Résultat : la perception du réel s’en trouve déréglée. Les contours, les repères, l’ordre du temps ou de l’espace deviennent incertains. Pour l’enfant ou l’adulte, cela déstabilise non seulement la lecture mais aussi le sens du mot, de la phrase, et parasite la mémorisation.
Face à ces constats, la méthode psychosensorielle QUERTANT propose une action sur différents fronts :
- Optimiser la motricité oculaire : en affinant la maîtrise du regard, la perception gagne en netteté et les confusions s’estompent.
- Stabiliser la latéralité oculaire : établir une domination d’un œil sur l’autre, pour offrir à la personne de vrais repères dans l’espace et améliorer la coordination générale.

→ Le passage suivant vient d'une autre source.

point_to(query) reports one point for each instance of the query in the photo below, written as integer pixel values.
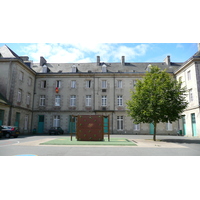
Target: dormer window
(104, 68)
(74, 68)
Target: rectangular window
(73, 100)
(136, 127)
(88, 84)
(43, 84)
(19, 96)
(56, 121)
(104, 100)
(120, 123)
(26, 123)
(21, 76)
(190, 95)
(73, 84)
(119, 83)
(119, 100)
(29, 81)
(57, 100)
(169, 126)
(42, 100)
(58, 84)
(28, 98)
(88, 100)
(189, 75)
(104, 84)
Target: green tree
(157, 98)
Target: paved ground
(164, 146)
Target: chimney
(198, 45)
(123, 60)
(98, 60)
(167, 60)
(42, 61)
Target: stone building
(42, 95)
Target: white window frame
(73, 84)
(119, 83)
(73, 100)
(191, 95)
(26, 122)
(120, 100)
(120, 123)
(28, 98)
(43, 84)
(104, 84)
(42, 100)
(136, 127)
(58, 84)
(169, 126)
(57, 100)
(189, 75)
(88, 100)
(19, 96)
(103, 100)
(21, 76)
(56, 121)
(88, 83)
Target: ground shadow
(181, 141)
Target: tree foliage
(158, 97)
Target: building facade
(42, 95)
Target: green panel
(151, 128)
(194, 130)
(40, 123)
(105, 124)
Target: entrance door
(17, 119)
(194, 130)
(105, 125)
(151, 128)
(40, 123)
(1, 117)
(184, 125)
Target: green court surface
(113, 142)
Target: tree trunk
(154, 134)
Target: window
(73, 100)
(28, 98)
(58, 84)
(169, 126)
(104, 84)
(19, 96)
(136, 127)
(190, 95)
(26, 123)
(104, 68)
(42, 100)
(29, 81)
(43, 84)
(56, 121)
(88, 100)
(88, 84)
(21, 76)
(57, 100)
(73, 84)
(104, 100)
(74, 68)
(189, 75)
(120, 123)
(119, 84)
(119, 100)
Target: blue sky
(108, 52)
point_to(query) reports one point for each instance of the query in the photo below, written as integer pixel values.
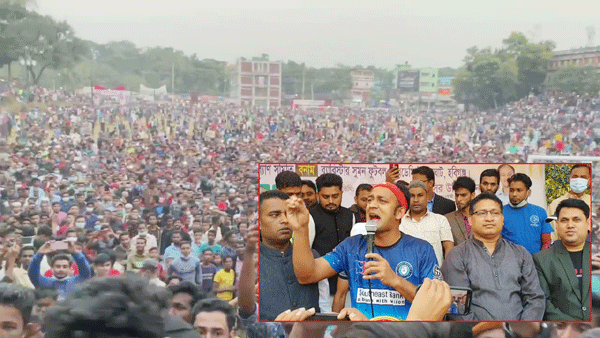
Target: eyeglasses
(483, 213)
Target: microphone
(371, 227)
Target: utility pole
(303, 81)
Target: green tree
(41, 43)
(10, 14)
(532, 61)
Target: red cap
(396, 191)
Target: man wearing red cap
(382, 284)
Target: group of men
(502, 250)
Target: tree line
(47, 52)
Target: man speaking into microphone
(382, 283)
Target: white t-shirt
(433, 228)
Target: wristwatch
(545, 331)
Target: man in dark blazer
(564, 268)
(437, 204)
(464, 192)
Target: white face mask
(520, 205)
(578, 185)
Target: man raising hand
(401, 261)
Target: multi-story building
(428, 80)
(578, 56)
(257, 82)
(363, 81)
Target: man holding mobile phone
(61, 264)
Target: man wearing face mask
(579, 181)
(90, 215)
(525, 224)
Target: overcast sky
(426, 33)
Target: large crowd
(169, 190)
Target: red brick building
(257, 83)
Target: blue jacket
(62, 286)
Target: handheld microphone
(371, 227)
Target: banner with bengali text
(445, 175)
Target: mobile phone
(27, 240)
(326, 317)
(59, 245)
(461, 300)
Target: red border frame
(421, 164)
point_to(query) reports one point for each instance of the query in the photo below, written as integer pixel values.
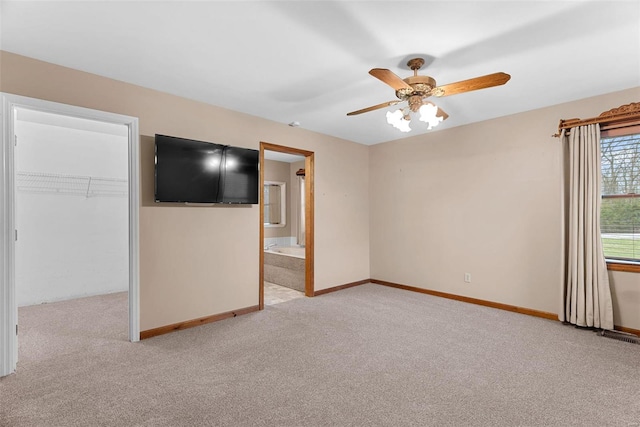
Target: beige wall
(201, 261)
(482, 199)
(279, 171)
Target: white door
(12, 106)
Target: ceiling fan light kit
(416, 89)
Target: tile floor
(275, 294)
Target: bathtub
(294, 251)
(285, 266)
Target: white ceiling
(308, 61)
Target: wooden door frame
(308, 212)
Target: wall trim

- Réentraîner l’attention volontaire : fortifier la capacité à porter attention à ce que l’on observe, organiser la perception comme étape clé avant le raisonnement.
- Installer une détente psychologique : en aidant le cerveau à relâcher la pression, l’écriture se fluidifie, les tensions scolaires ou émotionnelles perdent du terrain.
Depuis plus de vingt-cinq ans, les centres Ceren accueillent enfants et adultes confrontés à ce type de trouble. Leurs observations sont nettes : derrière beaucoup de situations, on retrouve une dyslexie dite « fonctionnelle », conséquence d’un dérèglement des centres nerveux fondamentaux. Pour ces profils, le Neuro Sensoriel Training bouleverse parfois la donne, jusqu’à offrir des améliorations très concrètes. D’autres cas, plus délicats, continuent de poser question, preuve que toute réponse définitive reste à construire.
De nombreux enfants suivant cette formation voient leurs résultats scolaires s’améliorer nettement en quelques mois de rééducation. Derrière chaque réussite, on trouve un mélange de technique rigoureuse, d’écoute et de constance.
Frank Giraudeaux, diplômé en psychologie à Reims, fondateur de Ceren et du programme de Formation Neuro Sensoriel, insiste sur le fait que cette approche s’appuie sur des outils évolutifs et une expertise renforcée par l’expérience terrain.
Impossible d’évoquer ces avancées sans revenir sur l’influence de Georges Quertant, dont les travaux sur la culture psychosensorielle ont métamorphosé la rééducation en centre Ceren, à la faveur des nouveaux dispositifs et d’une approche sans cesse renforcée. Ce Training Neuro Sensoriel, par son exigence et sa modernité, demeure l’apanage de praticiens formés spécifiquement.
La dyslexie ne se résume ni à un blocage ni à un verdict définitif. Ceux qui en sont porteurs finissent souvent par ouvrir d’autres portes, se créer leurs propres outils et, parfois, transformer la contrainte en force. Chacun invente alors un rapport singulier à la lecture, moins linéaire, mais parfois bien plus surprenant qu’on ne le croit.